Sunday, November 29, 2015

you love this world very much

Yesterday was Small Business Saturday. At our local bookstore I bought Mary Oliver's new book of poetry, Felicity. It will make a wonderful holiday gift for all the Mary Oliver fans and poets on your shopping list.

I couldn't resist reading it before I gift it.

Here's my favorite:

A Voice from I Don't Know Where
by Mary Oliver

It seems you love this world very much.
     "Yes," I said. "This beautiful world."

And you don't mind the mind, that keeps you
     busy all the time with its dark and bright wonderings?
     "No, I'm quite use to it. Busy, busy,
     all the time."

And you don't mind living with those questions,
     I mean the hard ones, that no one can answer?
     "Actually, they're the most interesting."

And you have a person in your life whose hand
     you like to hold?
     "Yes, I do."

It must surely, then, be very happy down there
     in your heart.
     "Yes," I said. "It is."

Monday, November 16, 2015

wherever you go for the rest of your life

“If you are lucky enough to have lived in Paris as a young man, then wherever you go for the rest of your life, it stays with you, for Paris is a moveable feast.” 
- Ernest Hemingway

Friday, November 6, 2015

create something new and better

Innovation is a mindset - a way of thinking - that creates something new and better.

This week I read The Innovator's Mindset 
by George Couros.

I highlighted more of the book than not. It may take several readings and re-readings before the entirety of the many ideas fully sink in. 

I have so many favorite parts and quotes. Here are just a few:
Change is an opportunity to do something amazing.
We forget that our responsibility isn't solely to teach memorization or the mechanics of a task but to spark a curiosity that empowers students to learn on their own. To wonder. To explore. To become leaders.
I believe education's why is to develop learners who create a better present and future.
When I use the term leaders, I'm not talking about bosses but people who have influence over and can make an impact on the world.
The world only cares about - and pays off on - what you can do with what you know (and it doesn't care how you learned it).
Innovation, though, starts not by providing answers but by asking questions.

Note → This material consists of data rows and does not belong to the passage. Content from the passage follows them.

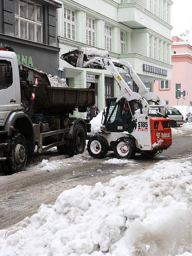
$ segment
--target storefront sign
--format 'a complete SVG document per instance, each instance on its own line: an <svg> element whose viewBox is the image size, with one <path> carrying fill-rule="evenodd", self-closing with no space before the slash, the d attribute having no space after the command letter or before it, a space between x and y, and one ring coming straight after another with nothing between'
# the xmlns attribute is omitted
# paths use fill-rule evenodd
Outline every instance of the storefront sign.
<svg viewBox="0 0 192 256"><path fill-rule="evenodd" d="M150 65L147 65L146 64L143 64L143 70L146 72L150 72L150 73L167 76L167 70L166 69L157 68L156 67L154 67Z"/></svg>
<svg viewBox="0 0 192 256"><path fill-rule="evenodd" d="M90 75L87 74L86 75L87 77L87 82L89 82L90 83L97 83L97 79L96 78L94 75Z"/></svg>
<svg viewBox="0 0 192 256"><path fill-rule="evenodd" d="M17 58L18 64L19 65L23 64L24 65L26 65L32 67L34 66L32 57L31 56L24 56L23 55L20 56L19 54L16 54L16 55Z"/></svg>

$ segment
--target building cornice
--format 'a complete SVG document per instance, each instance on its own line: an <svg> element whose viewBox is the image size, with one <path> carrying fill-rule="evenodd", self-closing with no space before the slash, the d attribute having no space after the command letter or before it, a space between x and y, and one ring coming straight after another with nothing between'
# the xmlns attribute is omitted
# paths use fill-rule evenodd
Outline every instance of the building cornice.
<svg viewBox="0 0 192 256"><path fill-rule="evenodd" d="M14 36L5 35L4 34L0 34L0 39L3 39L4 40L8 40L10 41L14 42L16 43L18 43L24 45L28 45L34 46L35 47L42 48L44 49L50 50L51 51L54 51L56 52L60 51L60 48L58 47L53 46L52 45L49 45L47 44L41 44L39 43L36 43L36 42L32 42L32 41L29 41L24 39L15 37Z"/></svg>
<svg viewBox="0 0 192 256"><path fill-rule="evenodd" d="M160 18L158 17L156 15L150 12L147 9L145 9L144 7L141 6L140 5L138 4L137 3L129 3L127 4L119 4L118 9L123 8L127 7L132 7L133 8L135 8L137 9L137 10L142 12L146 15L147 15L149 17L150 17L152 19L158 21L159 23L160 23L163 26L167 27L169 29L171 30L173 28L173 27L171 25L167 23L164 20L160 19Z"/></svg>
<svg viewBox="0 0 192 256"><path fill-rule="evenodd" d="M142 54L137 53L121 53L119 54L119 58L122 59L125 58L137 58L142 60L144 61L147 61L151 63L153 63L157 66L162 66L171 69L173 66L170 64L168 64L167 63L164 63L159 60L154 60L153 59L151 59L149 57L147 57Z"/></svg>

To be innovative, these questions focus on having empathy for those we serve.
And this bit comparing school vs learning:
School promotes starting by looking for answers. Learning promotes starting with questions. School is about consuming. Learning is about creating. School is about finding information on something prescribed for you. Learning is about exploring your passions and interests. School teaches compliance. Learning is about challenging preconceived norms. School is scheduled at certain times. Learning can happen any time, all of the time.
School often isolates. Learning is often social. School is standardized. Learning is personal. School teaches us to obtain information from certain people. Learning promotes that everyone is a teacher, and everyone is a learner. School is about giving you information. Learning is about making your own connections. School is sequential. Learning is random and non-linear. School is about surface-level thinking. Learning is about deep exploration.

I have followed George Couros on twitter (@gcouros) and have always been inspired by his posts and articles. When I saw that he had a new book out, I knew I had to read it. George's passion for innovation in education is exceptional. This book is a wonderful guide that is sure to inspire change.
Developing students into problem solvers and problem finders is crucial for their success

Learners need to be creative, innovative, interactive producers... not isolated consumers. We must promote and capitalize on open, connected learning. "My encouragement to you is to share your learning every step of the way, so others can benefit from your experiences."

I highly recommend Innovator's Mindset to all learners, teachers, parents, and leaders... so, really, anyone interested in critical thinking, productive citizens, and responsible decision makers.